La cultura slava è un universo molto più ampio, rispetto a ciò che si immagina nell'Europa occidentale. L'etnia slava è la più numerosa in Europa e non comprende solo i polacchi. La cosiddetta "slavia" parte dalla Russia più profonda, per arrivare nel cuore del Mediterraneo. Gli Slavi parlano diverse lingue, anche se non molto differenti tra loro. Un polacco può capire un ceco senza grosse difficoltà, o un russo può capire un ucraino altrettanto facilmente. Gli Slavi hanno diverse religioni: i polacchi, i cechi, i croati e gli sloveni sono cattolici. I russi, i bielorussi, gli ucraini, i bulgari, i macedoni e i serbi sono ortodossi, gli slovacchi sono  protestanti e i bosniaci musulmani. Esistono varie comunità ebraiche, soprattutto in Polonia e in Repubblica Ceca. La leggenda di Lech, Czech e Rus', cercava di spiegare ai popoli le loro tradizioni: gli slavi effettivamente non si sa da dove vengano e ora vi racconto questa nota leggenda popolare (vi dirò la versione polacca). 
Secondo la leggenda, gli Slavi ebbero come antenati tre fratelli: si chiamavano Lech, Czech e Rus'. Costoro, dalle foreste dell'Europa centrale, in Boemia, dove oggi c'è la Repubblica Ceca, partirono e presero tre direzioni diverse.
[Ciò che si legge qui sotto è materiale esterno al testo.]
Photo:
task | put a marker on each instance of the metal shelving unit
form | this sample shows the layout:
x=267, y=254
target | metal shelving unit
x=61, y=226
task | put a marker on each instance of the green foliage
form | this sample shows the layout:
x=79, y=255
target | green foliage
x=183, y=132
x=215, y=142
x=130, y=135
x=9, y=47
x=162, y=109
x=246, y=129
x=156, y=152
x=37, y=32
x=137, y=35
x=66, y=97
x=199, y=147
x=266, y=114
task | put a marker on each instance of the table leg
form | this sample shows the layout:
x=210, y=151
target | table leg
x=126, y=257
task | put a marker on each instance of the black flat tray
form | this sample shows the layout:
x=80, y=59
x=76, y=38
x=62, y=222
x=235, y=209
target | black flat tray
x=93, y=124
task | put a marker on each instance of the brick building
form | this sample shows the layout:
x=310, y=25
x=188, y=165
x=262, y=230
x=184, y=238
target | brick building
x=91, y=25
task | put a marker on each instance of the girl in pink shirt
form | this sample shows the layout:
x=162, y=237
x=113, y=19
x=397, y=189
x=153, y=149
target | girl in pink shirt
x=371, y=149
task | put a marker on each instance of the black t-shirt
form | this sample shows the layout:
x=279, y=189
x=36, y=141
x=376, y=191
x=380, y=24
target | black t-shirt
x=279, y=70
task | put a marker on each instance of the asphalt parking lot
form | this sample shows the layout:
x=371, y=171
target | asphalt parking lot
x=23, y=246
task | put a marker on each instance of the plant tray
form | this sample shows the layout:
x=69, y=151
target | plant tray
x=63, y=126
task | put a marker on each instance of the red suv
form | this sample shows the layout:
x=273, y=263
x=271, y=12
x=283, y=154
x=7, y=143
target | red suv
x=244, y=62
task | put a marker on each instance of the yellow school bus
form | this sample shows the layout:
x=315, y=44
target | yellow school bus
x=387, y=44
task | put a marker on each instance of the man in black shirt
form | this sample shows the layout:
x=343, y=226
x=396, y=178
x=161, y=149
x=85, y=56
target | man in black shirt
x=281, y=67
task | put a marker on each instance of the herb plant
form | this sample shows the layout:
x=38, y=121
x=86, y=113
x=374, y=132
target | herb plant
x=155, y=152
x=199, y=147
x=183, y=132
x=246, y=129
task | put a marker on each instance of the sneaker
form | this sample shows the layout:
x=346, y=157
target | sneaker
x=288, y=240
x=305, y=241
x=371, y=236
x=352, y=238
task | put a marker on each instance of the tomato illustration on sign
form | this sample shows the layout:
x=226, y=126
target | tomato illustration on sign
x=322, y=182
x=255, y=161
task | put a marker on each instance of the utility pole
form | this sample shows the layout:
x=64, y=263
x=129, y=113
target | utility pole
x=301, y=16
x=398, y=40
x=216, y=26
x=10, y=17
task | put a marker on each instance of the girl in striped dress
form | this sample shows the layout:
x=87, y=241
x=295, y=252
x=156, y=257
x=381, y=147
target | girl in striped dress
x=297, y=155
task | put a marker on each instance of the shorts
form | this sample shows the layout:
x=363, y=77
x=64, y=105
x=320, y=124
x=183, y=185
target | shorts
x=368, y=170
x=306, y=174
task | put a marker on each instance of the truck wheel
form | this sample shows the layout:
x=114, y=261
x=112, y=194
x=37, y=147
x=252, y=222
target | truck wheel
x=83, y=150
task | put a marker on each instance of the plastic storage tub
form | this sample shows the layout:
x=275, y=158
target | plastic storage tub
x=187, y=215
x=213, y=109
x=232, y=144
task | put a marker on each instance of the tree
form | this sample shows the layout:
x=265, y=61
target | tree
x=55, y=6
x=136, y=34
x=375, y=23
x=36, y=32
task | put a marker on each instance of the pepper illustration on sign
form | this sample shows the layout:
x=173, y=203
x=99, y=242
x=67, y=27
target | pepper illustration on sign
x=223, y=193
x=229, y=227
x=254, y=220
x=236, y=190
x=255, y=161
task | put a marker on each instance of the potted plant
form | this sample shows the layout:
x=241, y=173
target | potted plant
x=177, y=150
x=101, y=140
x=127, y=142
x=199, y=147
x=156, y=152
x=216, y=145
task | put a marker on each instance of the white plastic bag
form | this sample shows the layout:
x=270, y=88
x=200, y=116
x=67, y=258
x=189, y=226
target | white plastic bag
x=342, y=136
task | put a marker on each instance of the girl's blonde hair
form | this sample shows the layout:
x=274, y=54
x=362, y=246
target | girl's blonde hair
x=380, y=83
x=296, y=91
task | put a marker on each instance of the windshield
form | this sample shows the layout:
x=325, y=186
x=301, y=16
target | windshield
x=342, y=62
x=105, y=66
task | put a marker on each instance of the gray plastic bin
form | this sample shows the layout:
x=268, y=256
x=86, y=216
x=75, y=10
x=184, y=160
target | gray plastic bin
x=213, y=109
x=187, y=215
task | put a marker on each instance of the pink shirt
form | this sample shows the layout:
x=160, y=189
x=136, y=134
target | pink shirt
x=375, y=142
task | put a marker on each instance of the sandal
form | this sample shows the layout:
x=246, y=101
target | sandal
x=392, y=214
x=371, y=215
Lech andò verso nord, dove oggi c'è la Polonia, Czech si stabilì in Boemia e Rus' andò verso est, dove oggi vi sono Russia, Russia Bianca e Ucraina. I tre andavano a caccia perché seguivano una preda. Lech, nell'attuale Polonia, trovò un nido d'aquila, in polacco "Gniezno", vi fondò una città, la prima città polacca e da allora l'emblema polacco è un'aquila bianca su sfondo vermiglio. Come ogni leggenda, anche questa riflette un fondo di verità. Czech diede il nome ai Cechi e Rus' alla Russia. In effetti anche questa, come tutte le leggende, riflette un fondo di verità. Nel V secolo, con la caduta dell'Impero Romano d'Occidente, diverse popolazioni migrarono appunto a occidente e la Polonia è effettivamente l'avamposto più occidentale della Slavia, la Polonia nacque effettivamente nel 966, quando il Papato inviò i vescovi a cristianizzare la Slavia.